Appointed in November, Elvan replaced Berat Albayrak, President Recep Tayyip Erdogan’s son-in-law, as the nation’s treasury and finance minister in an unexpected overhaul. Four months after the shift, Erdogan fired Naci Agbal, the central bank’s third governor in less than two years, after a bigger-than-expected increase in interest rates.

The lira has lost about 14% against the dollar since the latest shake up at the monetary authority, compounding the impact from rallying import prices. Consumer inflation accelerated for a seventh month in April to exceed 17.1%, compared with the official target of 5%.

“The fight against inflation is one of our main priorities” Elvan said. The government will take into account inflation when making fiscal decisions and might opt for “macro prudential measures” if credit expansion is thought to pose additional risks, he added.

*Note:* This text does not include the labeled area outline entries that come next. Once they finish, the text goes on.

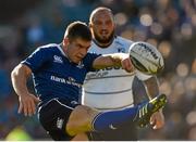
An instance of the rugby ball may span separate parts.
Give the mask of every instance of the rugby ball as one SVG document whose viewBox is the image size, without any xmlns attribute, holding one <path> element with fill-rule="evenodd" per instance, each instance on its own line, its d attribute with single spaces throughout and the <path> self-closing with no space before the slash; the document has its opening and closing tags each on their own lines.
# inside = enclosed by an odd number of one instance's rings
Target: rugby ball
<svg viewBox="0 0 196 142">
<path fill-rule="evenodd" d="M 164 67 L 161 53 L 148 42 L 134 42 L 128 53 L 134 67 L 144 74 L 159 74 Z"/>
</svg>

Turkey relied on a credit explosion led by state lenders to keep consumers and businesses afloat during the early Covid-19 lockdowns. This led to economic growth and the government avoided tapping its own coffers at the levels of other G-20 nations that provided stimulus to businesses. But it also fueled imports, weighed on the current-account gap and eventually fueled inflation.

Elvan said the “burden of the pandemic” on the central government budget has been close to 79 billion liras ($9.4 billion) since last year. Another 40 billion liras will be spent through 2021, bringing total direct aid to 109 billion liras. Turkey will have injected more than 3% of its gross domestic product into the economy as pandemic relief, when taking into account funds from institutions such as the government’s unemployment fund, Elvan said.